A rainy day might seem like a wash-out, but water actually brings out colour like nothing else. The best time to shoot is right after it stops raining, especially as the sun peaks through the clouds to illuminate the saturated landscape.
If there’s a sudden cold snap, you might find some frost forming on your foliage. If you brave the cold, you can capture some amazing textures, particularly in the early morning when the air is crisp.
If you position a leaf between your camera and the sun, the back lighting will illuminate it all the way through making it appear to glow and revealing the details of the veins. If the sky is visible between the leaves, try it on the blue sky day for a beautiful colour contrast.
Photographing leaves can be especially difficult on a windy day. On these occasions I try to find reflections of the fall colours and create a more abstract image.
Leaves that have fallen on the ground are excellent subjects. Try getting a squirrel’s point of view for a unique perspective.
Try looking straight up into the trees to emphasize their tallness and magnificence.
Combining the beautiful colours of the fall leaves with a silky smooth waterfall can be magical. Try using a long exposure to blur the water as it cascades past the fallen leaves.
A simple, minimalist composition can be just as evocative of the season as a complex scene. Try getting close to a single leaf and using a wide aperture, like f/2.8 or f/4 to achieve a shallow depth of field that isolates fine details.
- Depth of Field: Decide how much of the picture you want to be in focus, and use your aperture to control the depth of field.
- Underexpose: To deepen the tones and make the colours stand out more, underexpose your image slightly.
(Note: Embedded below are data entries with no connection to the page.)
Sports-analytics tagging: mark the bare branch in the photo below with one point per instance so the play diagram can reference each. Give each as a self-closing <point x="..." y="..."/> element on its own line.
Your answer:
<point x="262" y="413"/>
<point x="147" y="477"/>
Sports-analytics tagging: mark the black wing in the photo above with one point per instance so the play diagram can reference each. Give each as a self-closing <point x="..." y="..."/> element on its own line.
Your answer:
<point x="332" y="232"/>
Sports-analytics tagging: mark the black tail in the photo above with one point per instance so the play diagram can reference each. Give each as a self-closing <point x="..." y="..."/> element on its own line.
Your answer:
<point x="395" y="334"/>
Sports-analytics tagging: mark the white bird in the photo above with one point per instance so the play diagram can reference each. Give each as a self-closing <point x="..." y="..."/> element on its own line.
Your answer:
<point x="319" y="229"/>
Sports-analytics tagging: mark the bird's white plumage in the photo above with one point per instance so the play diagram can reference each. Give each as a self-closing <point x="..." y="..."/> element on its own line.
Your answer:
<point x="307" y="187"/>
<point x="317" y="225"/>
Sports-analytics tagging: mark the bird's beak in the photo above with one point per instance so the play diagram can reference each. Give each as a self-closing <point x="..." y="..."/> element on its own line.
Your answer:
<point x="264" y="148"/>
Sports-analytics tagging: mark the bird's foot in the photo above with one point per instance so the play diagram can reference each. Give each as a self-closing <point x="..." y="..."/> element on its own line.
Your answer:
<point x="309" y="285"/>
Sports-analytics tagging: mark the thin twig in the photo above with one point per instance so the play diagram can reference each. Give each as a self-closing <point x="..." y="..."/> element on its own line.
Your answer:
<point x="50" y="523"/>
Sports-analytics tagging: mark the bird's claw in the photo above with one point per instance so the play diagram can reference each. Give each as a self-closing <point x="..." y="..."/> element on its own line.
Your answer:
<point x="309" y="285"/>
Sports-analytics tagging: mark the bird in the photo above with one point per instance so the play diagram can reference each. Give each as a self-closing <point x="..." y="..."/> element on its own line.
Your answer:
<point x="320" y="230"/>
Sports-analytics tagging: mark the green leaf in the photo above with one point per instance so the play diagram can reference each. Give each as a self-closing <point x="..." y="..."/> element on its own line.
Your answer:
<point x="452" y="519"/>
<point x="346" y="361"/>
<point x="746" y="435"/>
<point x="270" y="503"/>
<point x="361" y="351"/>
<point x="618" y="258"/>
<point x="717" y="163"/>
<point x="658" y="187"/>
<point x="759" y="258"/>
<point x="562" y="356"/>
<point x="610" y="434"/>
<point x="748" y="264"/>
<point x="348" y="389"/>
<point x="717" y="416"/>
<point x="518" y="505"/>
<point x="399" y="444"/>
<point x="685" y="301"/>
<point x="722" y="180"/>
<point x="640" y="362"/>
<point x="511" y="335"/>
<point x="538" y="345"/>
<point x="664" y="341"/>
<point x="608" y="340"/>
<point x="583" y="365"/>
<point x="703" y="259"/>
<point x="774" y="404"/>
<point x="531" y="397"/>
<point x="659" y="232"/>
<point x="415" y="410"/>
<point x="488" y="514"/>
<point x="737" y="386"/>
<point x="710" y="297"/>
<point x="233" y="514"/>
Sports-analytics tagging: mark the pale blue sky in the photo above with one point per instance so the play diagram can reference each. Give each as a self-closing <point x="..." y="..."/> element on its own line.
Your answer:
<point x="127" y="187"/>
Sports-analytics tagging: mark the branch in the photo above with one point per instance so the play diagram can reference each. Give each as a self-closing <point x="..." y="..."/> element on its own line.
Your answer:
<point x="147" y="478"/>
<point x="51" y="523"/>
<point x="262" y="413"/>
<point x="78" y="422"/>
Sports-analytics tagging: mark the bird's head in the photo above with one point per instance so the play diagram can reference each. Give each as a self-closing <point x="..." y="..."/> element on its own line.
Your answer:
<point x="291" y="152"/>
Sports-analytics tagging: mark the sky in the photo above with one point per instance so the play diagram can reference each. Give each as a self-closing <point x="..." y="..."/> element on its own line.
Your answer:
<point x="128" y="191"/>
The easiest way to do this is to locate your exposure compensation (+/-) button and dial it down somewhere between -0.5EV and -1.0EV.
- White balance: If you’re photographing during the golden hours (just before sunset or just after sunrise), you probably don’t want your camera’s auto white balance to eliminate the light’s yellow-orange tone, which is exactly what it will try to do. However, if you set your white balance to “daylight”, your pictures will retain the sun’s warm glow. Try different settings in any given lighting situation to find the best colour balance. It is particularly important to get this right if you’re shooting JPEG files, but if you use RAW format, the white balance can be perfected in post-production.
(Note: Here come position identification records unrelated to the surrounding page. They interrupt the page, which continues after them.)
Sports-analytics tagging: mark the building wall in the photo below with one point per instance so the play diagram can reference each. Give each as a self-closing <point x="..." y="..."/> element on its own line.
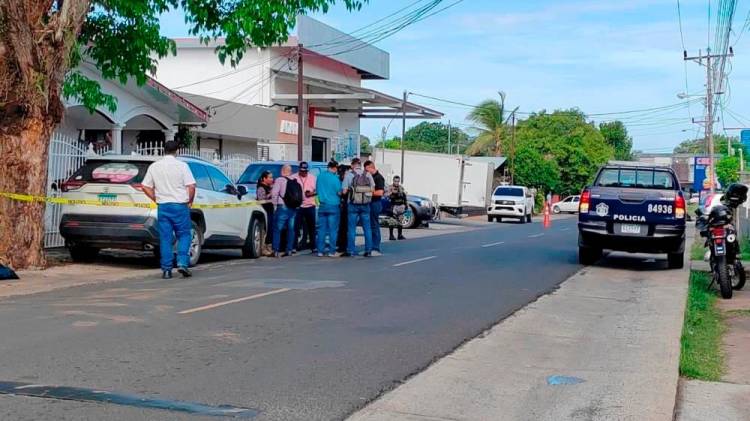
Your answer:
<point x="242" y="84"/>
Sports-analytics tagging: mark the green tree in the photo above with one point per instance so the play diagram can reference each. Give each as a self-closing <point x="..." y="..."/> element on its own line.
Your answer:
<point x="433" y="137"/>
<point x="42" y="42"/>
<point x="489" y="118"/>
<point x="728" y="170"/>
<point x="532" y="169"/>
<point x="575" y="145"/>
<point x="616" y="135"/>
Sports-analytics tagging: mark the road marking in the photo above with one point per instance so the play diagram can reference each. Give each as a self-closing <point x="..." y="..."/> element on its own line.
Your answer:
<point x="414" y="261"/>
<point x="236" y="300"/>
<point x="493" y="244"/>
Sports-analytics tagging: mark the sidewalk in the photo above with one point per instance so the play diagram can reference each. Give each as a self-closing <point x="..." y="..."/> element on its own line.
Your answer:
<point x="605" y="346"/>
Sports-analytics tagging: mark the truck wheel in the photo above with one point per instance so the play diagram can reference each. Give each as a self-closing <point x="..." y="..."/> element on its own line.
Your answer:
<point x="83" y="254"/>
<point x="676" y="260"/>
<point x="723" y="279"/>
<point x="739" y="271"/>
<point x="588" y="256"/>
<point x="254" y="241"/>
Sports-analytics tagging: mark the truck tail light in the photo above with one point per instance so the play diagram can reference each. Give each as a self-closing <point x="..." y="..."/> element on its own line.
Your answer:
<point x="72" y="185"/>
<point x="679" y="206"/>
<point x="583" y="207"/>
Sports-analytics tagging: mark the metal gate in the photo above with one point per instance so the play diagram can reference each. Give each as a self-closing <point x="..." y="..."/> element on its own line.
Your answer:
<point x="66" y="156"/>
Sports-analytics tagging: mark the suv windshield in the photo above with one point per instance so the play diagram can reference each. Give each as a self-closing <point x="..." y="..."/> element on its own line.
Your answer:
<point x="508" y="191"/>
<point x="636" y="178"/>
<point x="111" y="172"/>
<point x="253" y="172"/>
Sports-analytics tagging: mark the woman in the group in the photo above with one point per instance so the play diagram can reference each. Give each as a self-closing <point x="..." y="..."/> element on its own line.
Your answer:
<point x="263" y="192"/>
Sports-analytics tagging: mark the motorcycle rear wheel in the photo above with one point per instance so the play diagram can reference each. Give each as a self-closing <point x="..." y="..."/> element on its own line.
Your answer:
<point x="723" y="279"/>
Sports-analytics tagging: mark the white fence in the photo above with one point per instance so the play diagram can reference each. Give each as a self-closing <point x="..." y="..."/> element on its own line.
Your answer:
<point x="66" y="156"/>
When we find a great autumn location full of dramatic colours, it can be easy to become overwhelmed by the colour and forget everything else. Fall colours don’t create a good landscape photo on their own, they simply add an element of colour. The composition should be strong even when turned black and white, so remember your basic rules of landscape composition: create a focal point, and use lines, shapes, and forms to create balance and harmony.
To create images that stand out from the rest, compose them with thought and purpose, and never be afraid to try a different angle.